La visite surprise du Premier ministre hongrois Viktor Orban à Moscou a provoqué une crise diplomatique avec la Pologne. Le président polonais Karol Nawrocki a annoncé l’annulation de la partie bilatérale de son prochain voyage en Hongrie, un geste fort de désapprobation face à cette initiative.
La décision a été rendue publique dimanche matin par Marcin Przydacz, secrétaire d’État à la présidence polonaise, via le réseau social X. Orban s’est entretenu vendredi avec le président russe Vladimir Poutine, abordant des sujets tels que l’Ukraine, le commerce et l’approvisionnement énergétique, malgré le boycott diplomatique imposé à la Russie par l’Union européenne en raison du conflit en Ukraine.
Le Premier ministre hongrois a régulièrement exprimé son opposition à la ligne dure de l’UE à l’égard de Moscou et plaide pour des négociations de paix. Il a également critiqué les sanctions européennes contre la Russie.
Initialement prévu pour le 3 décembre, le voyage de Nawrocki à Budapest devait inclure un sommet du groupe de Visegrad (Pologne, Hongrie, République tchèque et Slovaquie) et une rencontre bilatérale avec Orban. Seul le sommet du groupe de Visegrad sera maintenu, a précisé Przydacz.
« Le président Nawrocki a décidé de limiter son voyage uniquement au sommet des présidents du groupe de Visegrad », a-t-il déclaré, invoquant « l’héritage sécuritaire du président Lech Kaczyński et l’importance de la solidarité européenne, notamment sur les questions énergétiques ».

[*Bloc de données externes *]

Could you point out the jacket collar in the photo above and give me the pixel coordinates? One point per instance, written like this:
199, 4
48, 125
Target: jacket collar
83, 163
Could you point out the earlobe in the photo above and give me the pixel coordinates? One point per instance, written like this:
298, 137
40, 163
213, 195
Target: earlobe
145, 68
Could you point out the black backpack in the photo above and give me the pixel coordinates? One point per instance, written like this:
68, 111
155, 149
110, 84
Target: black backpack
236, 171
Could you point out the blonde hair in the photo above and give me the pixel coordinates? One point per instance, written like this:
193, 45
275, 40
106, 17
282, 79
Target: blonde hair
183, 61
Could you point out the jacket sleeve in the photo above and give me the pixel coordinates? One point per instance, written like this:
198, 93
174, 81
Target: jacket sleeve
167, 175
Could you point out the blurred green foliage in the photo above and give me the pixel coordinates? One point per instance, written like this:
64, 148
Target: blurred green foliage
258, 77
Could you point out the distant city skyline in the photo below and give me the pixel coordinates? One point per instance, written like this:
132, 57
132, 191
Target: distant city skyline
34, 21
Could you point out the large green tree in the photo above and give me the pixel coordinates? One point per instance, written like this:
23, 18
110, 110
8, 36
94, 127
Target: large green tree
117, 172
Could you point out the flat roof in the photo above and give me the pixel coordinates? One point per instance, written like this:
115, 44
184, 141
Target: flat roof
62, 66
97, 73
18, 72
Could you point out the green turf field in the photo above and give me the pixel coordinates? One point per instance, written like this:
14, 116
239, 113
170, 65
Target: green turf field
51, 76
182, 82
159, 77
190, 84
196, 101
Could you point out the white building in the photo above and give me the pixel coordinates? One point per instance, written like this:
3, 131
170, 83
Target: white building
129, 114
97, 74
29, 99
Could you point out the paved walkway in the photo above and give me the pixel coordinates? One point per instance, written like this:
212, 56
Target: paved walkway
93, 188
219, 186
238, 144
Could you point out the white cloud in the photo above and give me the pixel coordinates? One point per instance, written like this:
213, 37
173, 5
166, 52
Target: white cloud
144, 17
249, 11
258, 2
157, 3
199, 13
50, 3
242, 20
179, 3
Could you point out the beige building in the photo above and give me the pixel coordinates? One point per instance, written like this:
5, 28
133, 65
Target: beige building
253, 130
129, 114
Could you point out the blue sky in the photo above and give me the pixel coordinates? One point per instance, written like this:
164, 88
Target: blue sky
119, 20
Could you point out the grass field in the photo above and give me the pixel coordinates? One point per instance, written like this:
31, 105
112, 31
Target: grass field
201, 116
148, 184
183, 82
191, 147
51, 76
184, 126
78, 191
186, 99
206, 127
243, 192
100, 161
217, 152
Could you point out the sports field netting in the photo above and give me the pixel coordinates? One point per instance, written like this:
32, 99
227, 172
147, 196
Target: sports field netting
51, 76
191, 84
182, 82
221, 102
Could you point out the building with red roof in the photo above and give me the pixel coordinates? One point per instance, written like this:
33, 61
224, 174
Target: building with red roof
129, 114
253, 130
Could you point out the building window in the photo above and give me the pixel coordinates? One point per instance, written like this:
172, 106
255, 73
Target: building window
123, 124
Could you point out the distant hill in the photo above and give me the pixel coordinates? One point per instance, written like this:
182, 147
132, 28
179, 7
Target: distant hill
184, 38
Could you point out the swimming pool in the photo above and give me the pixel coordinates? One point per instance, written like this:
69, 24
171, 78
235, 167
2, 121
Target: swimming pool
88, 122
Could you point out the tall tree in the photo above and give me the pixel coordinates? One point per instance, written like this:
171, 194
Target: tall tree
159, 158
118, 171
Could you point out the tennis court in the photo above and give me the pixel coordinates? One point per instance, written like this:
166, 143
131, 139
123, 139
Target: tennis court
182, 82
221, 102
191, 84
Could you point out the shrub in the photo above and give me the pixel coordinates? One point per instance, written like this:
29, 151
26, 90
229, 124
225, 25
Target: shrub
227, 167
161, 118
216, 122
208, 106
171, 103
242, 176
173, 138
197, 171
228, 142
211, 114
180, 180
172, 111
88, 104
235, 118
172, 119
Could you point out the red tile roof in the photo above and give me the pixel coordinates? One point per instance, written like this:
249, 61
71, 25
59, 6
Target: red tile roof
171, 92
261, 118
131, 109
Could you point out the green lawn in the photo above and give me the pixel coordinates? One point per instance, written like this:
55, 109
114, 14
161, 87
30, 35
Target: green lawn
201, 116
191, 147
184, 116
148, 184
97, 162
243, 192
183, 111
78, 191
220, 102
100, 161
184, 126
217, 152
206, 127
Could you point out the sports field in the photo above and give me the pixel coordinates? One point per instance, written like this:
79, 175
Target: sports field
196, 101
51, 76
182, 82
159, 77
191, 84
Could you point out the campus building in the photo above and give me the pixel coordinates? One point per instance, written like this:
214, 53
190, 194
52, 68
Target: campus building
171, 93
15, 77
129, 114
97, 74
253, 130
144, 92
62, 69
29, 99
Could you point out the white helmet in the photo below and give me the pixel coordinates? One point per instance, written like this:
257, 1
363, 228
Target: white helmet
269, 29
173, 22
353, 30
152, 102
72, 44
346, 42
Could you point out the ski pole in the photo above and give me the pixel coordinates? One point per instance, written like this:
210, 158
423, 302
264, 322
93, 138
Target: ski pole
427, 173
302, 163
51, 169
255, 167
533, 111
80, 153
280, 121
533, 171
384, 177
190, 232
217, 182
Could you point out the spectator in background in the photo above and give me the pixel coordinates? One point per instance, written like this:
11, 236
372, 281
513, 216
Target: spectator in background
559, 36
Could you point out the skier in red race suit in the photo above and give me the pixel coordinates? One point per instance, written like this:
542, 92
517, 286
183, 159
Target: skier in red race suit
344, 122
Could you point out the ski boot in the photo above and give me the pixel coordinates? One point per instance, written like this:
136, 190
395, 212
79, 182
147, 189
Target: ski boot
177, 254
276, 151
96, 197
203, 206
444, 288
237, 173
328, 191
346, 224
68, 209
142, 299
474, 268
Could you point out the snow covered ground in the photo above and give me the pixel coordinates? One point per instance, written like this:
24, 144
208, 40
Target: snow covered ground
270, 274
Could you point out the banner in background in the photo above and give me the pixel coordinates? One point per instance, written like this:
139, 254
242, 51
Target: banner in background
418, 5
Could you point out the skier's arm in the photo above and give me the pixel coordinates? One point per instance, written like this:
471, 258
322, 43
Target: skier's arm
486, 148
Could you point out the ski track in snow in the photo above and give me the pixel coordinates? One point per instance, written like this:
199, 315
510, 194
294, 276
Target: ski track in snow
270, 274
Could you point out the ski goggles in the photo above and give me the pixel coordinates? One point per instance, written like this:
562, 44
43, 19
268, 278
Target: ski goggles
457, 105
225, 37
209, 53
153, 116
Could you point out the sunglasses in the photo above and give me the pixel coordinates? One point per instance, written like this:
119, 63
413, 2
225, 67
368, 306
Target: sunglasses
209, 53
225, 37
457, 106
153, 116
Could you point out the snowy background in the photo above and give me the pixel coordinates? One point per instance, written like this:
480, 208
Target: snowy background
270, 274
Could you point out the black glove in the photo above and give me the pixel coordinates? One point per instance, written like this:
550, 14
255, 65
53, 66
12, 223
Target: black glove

La Hongrie a défendu le voyage d’Orban à Moscou. Le ministre hongrois des Affaires étrangères, Peter Szijjarto, a rejeté les critiques, qualifiant ceux qui les émettaient de « politiciens européens pro-guerre ». Il a affirmé que la Hongrie « n’a besoin de l’autorisation de personne » et qu’elle poursuit une politique étrangère souveraine guidée par ses intérêts nationaux.
Szijjarto répondait notamment aux déclarations du chancelier allemand Friedrich Merz, qui avait estimé qu’Orban s’était rendu à Moscou « sans mandat européen », ainsi qu’aux accusations du Premier ministre slovène Robert Golob, selon lequel le dirigeant hongrois « ne joue plus dans l’équipe européenne depuis un certain temps ».
La Hongrie refuse d’envoyer des armes à Kiev et de tenir la Russie entièrement responsable du conflit. Lors de leur rencontre au Kremlin, Poutine a remercié Orban pour sa « position raisonnable sur la question ukrainienne ».